While we were cooking the aforementioned dinner, our new wood-burning fireplace insert was installed. This was especially welcome, as we had no other heat in the house besides an old, inefficient baseboard heater, and the weather has been unusually cold. Temperatures in Gold Beach rarely drop to freezing, yet we had a couple weeks where night time temperatures dropped into the low 20s, and daytime temps never reached 40. Brrr!

Wheat bread and applesauce

Not including all the holiday cooking, my friend, John, and I have been keeping the kitchen hopping with canning almost every weekend–and sometimes more often–since we started in November. Here are a few jars of delicious spiced applesauce we made, along with a huge batch of honey whole wheat bread. Here’s my new favorite recipe for wheat bread.

Gavin's 4th birthday

And just this week we celebrated Gavin’s 4th birthday with pizza and rootbeer at his favorite pizza joint in town. This kid. He just won’t stop growing. He’s so much fun.
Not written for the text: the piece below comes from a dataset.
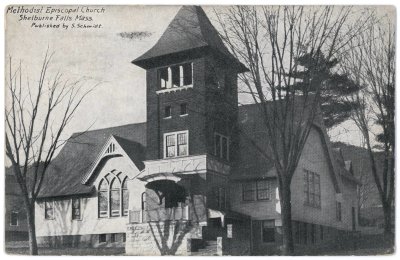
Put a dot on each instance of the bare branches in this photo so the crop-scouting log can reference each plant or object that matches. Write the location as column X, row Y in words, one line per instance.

He’s developed such a great sense of humor, and he’s always talking (although we can’t always understand him) about something REALLY interesting. (These days that something is almost always centered around Tengen Toppa Gurren Lagann, his favorite Japanese amime; the box in the picture contains a scale model of his favorite character from said anime, up for nomination as Best Gift of the Century.)

There are a few other notable events from the past couple weeks which I would be remiss to not mention:

My hard working, handsome husband turned 26.
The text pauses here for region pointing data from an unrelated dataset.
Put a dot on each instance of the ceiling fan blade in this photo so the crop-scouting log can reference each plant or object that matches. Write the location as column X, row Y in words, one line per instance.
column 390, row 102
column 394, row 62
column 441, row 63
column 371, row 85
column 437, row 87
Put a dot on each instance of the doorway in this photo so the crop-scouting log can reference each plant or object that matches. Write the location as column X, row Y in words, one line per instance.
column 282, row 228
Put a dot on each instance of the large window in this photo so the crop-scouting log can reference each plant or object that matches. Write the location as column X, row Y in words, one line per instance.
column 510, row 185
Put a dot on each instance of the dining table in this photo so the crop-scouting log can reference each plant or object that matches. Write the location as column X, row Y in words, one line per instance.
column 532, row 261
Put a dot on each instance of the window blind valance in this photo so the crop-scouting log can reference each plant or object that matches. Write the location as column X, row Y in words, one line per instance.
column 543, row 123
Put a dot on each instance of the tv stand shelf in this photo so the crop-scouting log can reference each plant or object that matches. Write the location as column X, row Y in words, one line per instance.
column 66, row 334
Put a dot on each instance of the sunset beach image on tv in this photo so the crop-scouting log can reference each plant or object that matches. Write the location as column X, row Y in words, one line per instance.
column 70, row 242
We successfully navigated our way through another BHM deadline (look for the March/April 2010 issue in your mailbox in mid-February).

I passed the half-way mark in my pregnancy with our little Baby Dango, I’m finally over most of the exhaustion of the first trimester, and I’m starting to feel a lot of movement.
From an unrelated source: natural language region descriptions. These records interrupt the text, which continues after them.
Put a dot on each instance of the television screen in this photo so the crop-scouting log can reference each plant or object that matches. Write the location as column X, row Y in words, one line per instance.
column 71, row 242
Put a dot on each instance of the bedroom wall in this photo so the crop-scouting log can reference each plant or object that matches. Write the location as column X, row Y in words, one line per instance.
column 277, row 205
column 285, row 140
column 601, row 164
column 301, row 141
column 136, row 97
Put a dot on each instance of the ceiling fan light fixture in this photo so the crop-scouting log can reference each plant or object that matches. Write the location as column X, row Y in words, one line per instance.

It’s going to be a wonderful, busy year here on the Tuttle place. I hope you are all enjoying yourselves as much as we are.

Canning/Preserving, Food, Our house, This dream of mine , , , , , , ,

Canning soups

November 23rd, 2009

This weekend my friend, John Silveira, came over, and together we canned 33 pints of soup. And we had so much fun that we decided to try to can something every weekend all winter long.

Saturday we made kale soup.

The recipe is here. We made a triple batch. Pressure can pints for 75 minutes at 10 pounds pressure (if you are below 1000 feet sea level).

Kale soup

Kale soup in jars

Canned kale soup, cooling down

Sunday we made chicken soup with rice, lentils, yellow peas, and pearl barley. It is the best chicken soup I’ve ever had.

Chicken and rice soup

The recipe:

Chicken soup with split peas and lentils

7 cups chicken stock

2 cups vegetable stock

4 chicken thighs, boneless and skinless, cubed

1 large onion, diced

1 large carrot, peeled and sliced thin

2 stalks celery, sliced thin

½ cup red lentils

¼ cup pearl barley

1 cup split yellow peas

¼ cup parsley, chopped

1½ tsp Italian seasoning

1 bay leaf

salt, to taste

fresh ground black pepper, to taste

¼ tsp. cayenne pepper

¼ cup short grain white rice

8 medium size white mushrooms, quartered

8 or more cloves of garlic, minced

Combine all but the last three ingredients in a large pot.  Bring to a boil then lower the heat to a simmer and let it cook for about an hour, stirring regularly to keep it from catching on the bottom of the pot.  If it gets too thick, add some water or more stock.  When the peas and lentils are cooked, add the white rice, mushrooms, and garlic and let cook another 25 minutes.  Remove the bay leaf and serve.

When preparing soups to can, you need to adjust how much time you cook the soup before you can it. Canning takes over an hour at hotter-than-boiling temperature, so things like pasta and rice can get over cooked. What we did with the above recipe was put the peas and lentils in and cooked until they were just tender, then threw the rice, mushrooms, and garlic in and canned it without cooking for the additional 25 minutes.

Pressure can for 75 minutes at 10 pounds pressure (if you live below 1000 feet sea level).